We all know that in-branch banking is expensive to provide, so retail banks are using new technology to drive down costs, diversify service provision and differentiate their offering. Video banking, most commonly provided via a video screen and camera in an ATM, enables customers to speak to bank staff in a central location while using a self-service kiosk or an ATM.
Video ATMs can provide services at lower cost, extend opening hours and downsize branch networks: a very attractive package at a time when there is still severe pressure on costs for retail banks. But other countries are far more advanced than the UK in their use of video services.
Conestoga Bank, a US retail operation, recently announced plans to install two more video ATMs at one of its branches. The video ATMs, know as personal teller machines (PTMs) are made by technology company uGenius, which was absorbed by NCR in January 2013. Conestoga Bank claims that transaction times are typically 33% faster than with an in-store bank teller and PTMs have allowed the bank to extend opening hours and carry out more transactions on weekends, with the machines available from 10:00 until 16:00 on Saturdays and Sundays.
NCR has demonstrated significant leadership in the future of video banking by acquiring uGenius, whose PTMs connect bank customers to a live, remote teller via video and audio. Conestoga Bank says that these remote tellers can complete more than 95% of typical branch transactions at lower cost of delivery.
Innovation in the UK has mainly focused on audio, rather than video services. For example, the Co-operative bank has just introduced talking ATMs that will help to serve blind and partially sighted customers. Over 400 “speaking” ATMs went live in May this year and the bank aims to deploy over 2,000 by the end of 2014. NatWest has also committed to making 80% of its 4,800 cash machines speech-enabled over the next couple of years.
Video has been successful elsewhere and the figures behind the business case seem compelling. So why is the UK lagging behind other countries? In larger countries with a less well developed branch network and more rural populations, remote video terminals can offer services in areas the branch network cannot reach. Undoubtedly there is also an R&D and capital cost, which in these straightened times is not always a popular proposition.
Research from Intellect has shown that 80% of bank IT budgets are spent on maintaining legacy systems, leaving only 20% for new projects to change how the bank operates or delivers services. But 80% of this 20% is spent on compliance-based projects, leaving only 4% of the total IT budget available for non-regulatory projects, such as video banking.
The typical technology maturity model dictates that solutions are likely to become cheaper and clear best practice implementation models will emerge as time goes on, also reducing risk.
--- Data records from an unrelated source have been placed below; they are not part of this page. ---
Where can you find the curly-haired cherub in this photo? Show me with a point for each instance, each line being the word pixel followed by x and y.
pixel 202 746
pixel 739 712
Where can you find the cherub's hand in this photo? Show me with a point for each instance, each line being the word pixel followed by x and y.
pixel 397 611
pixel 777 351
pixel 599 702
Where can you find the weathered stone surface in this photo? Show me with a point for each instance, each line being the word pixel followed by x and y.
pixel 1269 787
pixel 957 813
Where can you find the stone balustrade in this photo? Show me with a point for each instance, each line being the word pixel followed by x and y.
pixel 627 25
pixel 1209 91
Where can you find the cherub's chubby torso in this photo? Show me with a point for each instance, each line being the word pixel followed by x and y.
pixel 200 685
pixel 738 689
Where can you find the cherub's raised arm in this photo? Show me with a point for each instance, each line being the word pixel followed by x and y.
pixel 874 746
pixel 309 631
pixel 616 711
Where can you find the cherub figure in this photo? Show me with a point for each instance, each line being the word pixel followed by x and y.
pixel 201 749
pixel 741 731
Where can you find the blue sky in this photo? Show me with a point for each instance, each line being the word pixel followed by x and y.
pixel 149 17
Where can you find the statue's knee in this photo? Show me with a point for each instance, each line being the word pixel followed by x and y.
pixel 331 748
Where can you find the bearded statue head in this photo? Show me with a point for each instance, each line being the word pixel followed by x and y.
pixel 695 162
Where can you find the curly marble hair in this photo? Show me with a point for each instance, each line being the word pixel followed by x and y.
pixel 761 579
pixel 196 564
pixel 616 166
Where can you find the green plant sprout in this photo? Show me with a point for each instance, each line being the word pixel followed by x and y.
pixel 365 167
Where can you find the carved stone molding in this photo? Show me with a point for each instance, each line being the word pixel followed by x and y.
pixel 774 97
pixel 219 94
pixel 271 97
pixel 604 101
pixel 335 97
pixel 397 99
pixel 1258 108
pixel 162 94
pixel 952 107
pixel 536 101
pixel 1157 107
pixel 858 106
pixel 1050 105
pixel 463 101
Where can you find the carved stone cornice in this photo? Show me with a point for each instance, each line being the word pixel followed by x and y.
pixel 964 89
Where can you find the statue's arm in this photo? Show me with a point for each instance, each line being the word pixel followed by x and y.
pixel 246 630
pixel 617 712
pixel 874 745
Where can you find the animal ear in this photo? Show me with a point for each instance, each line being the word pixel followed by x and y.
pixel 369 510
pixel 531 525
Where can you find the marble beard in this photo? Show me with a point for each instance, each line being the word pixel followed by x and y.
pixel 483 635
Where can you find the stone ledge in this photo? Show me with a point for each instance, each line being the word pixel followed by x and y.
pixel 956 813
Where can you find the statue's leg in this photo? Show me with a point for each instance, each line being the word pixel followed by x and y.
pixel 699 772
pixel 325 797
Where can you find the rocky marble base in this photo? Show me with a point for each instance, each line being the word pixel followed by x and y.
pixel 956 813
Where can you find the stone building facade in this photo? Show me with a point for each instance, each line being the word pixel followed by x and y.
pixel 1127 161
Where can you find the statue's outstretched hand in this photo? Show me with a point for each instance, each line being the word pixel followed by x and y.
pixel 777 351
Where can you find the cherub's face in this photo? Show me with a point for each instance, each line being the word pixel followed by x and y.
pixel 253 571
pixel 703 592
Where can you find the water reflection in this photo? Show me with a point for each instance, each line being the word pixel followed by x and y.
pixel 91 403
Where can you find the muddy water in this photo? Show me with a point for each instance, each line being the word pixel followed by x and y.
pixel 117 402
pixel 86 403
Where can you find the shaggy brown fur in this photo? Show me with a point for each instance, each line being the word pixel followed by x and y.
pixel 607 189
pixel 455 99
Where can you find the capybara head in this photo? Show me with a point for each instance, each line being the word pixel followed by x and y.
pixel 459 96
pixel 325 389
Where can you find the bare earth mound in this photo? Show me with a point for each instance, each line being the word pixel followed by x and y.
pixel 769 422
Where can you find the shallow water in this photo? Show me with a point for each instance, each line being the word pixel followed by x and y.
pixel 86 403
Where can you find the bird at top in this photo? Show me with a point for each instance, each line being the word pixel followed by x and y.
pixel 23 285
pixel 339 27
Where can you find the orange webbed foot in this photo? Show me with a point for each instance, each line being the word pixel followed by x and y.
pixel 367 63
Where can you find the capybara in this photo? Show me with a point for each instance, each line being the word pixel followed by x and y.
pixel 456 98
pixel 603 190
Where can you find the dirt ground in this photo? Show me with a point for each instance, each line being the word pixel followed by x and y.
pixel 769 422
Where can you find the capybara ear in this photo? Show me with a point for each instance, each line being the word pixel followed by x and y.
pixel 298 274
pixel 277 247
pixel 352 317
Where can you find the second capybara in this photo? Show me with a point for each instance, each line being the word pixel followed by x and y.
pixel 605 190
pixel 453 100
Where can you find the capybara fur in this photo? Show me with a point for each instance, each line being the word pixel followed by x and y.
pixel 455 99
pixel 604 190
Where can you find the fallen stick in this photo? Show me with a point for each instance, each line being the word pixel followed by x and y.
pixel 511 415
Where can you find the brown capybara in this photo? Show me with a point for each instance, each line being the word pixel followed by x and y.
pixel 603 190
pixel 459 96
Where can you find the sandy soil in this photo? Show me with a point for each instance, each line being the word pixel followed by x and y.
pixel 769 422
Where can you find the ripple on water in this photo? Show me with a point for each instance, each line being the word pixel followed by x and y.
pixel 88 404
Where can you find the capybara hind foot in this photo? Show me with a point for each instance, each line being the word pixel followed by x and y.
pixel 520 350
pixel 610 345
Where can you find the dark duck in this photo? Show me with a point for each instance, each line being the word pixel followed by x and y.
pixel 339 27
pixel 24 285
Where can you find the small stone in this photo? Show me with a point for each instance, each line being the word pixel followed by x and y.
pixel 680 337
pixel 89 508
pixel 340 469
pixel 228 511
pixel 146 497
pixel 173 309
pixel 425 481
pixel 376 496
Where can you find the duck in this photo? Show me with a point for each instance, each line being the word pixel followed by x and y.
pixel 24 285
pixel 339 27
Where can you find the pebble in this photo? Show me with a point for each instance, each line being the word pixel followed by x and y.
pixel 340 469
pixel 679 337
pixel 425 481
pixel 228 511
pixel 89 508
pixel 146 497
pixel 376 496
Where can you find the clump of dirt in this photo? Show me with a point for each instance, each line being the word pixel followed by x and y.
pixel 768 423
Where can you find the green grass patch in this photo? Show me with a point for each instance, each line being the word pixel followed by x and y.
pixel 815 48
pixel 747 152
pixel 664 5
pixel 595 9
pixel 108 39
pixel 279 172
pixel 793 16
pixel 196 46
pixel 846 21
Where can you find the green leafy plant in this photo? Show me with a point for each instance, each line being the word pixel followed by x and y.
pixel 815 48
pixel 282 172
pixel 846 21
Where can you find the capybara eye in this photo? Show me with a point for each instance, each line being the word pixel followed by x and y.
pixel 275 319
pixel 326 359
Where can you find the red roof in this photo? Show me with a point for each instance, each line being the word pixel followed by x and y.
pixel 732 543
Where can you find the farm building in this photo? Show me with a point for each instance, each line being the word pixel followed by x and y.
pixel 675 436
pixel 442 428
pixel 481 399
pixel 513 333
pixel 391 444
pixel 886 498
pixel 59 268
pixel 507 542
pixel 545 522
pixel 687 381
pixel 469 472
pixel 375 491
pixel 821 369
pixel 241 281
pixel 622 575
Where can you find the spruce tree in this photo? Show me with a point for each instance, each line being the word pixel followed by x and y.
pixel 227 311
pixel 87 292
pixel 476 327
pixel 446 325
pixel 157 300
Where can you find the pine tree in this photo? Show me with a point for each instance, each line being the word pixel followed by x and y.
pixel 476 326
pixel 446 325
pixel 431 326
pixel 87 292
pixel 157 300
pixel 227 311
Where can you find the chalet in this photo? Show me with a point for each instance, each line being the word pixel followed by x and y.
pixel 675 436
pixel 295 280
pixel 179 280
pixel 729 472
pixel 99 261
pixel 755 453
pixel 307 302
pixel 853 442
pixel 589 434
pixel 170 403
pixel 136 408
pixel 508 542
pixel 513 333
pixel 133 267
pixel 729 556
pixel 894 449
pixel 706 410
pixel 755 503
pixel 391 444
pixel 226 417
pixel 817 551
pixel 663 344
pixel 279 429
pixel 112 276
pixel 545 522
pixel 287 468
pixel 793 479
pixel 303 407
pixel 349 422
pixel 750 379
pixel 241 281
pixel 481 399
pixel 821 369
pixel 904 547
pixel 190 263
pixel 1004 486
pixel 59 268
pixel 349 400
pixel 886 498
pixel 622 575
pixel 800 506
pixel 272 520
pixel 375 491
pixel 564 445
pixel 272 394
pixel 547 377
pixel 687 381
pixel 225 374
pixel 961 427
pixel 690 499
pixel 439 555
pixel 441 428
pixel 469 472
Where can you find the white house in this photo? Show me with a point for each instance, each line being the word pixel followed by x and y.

The long term cost savings are clear: a branch equipped with video ATMs can be set up for approximately half the cost of a traditional outlet, due to lower staff numbers and smaller footprint made possible by offering diverse services over video links.
Or perhaps the UK will skip video ATMs altogether and head straight to the logical next step: video banking in the home. Consumers can speak to their bank via a mobile device - laptop, tablet, smartphone - wherever they are. This is already a reality for customers of Russian Standard Bank and the Bank of Moscow, for example.
In time, the benefits of deploying video services technology have become more transparent and a future in which video services will handle routine and complex transactions at lower cost now seems much more likely. The ability to deliver a broad range of high-value financial services in branch using video is likely to boost the bottom line through better sales per transaction ratios, as well as by reducing costs. Video could be just the answer to retail banks’ post-recession challenges. Watch this space.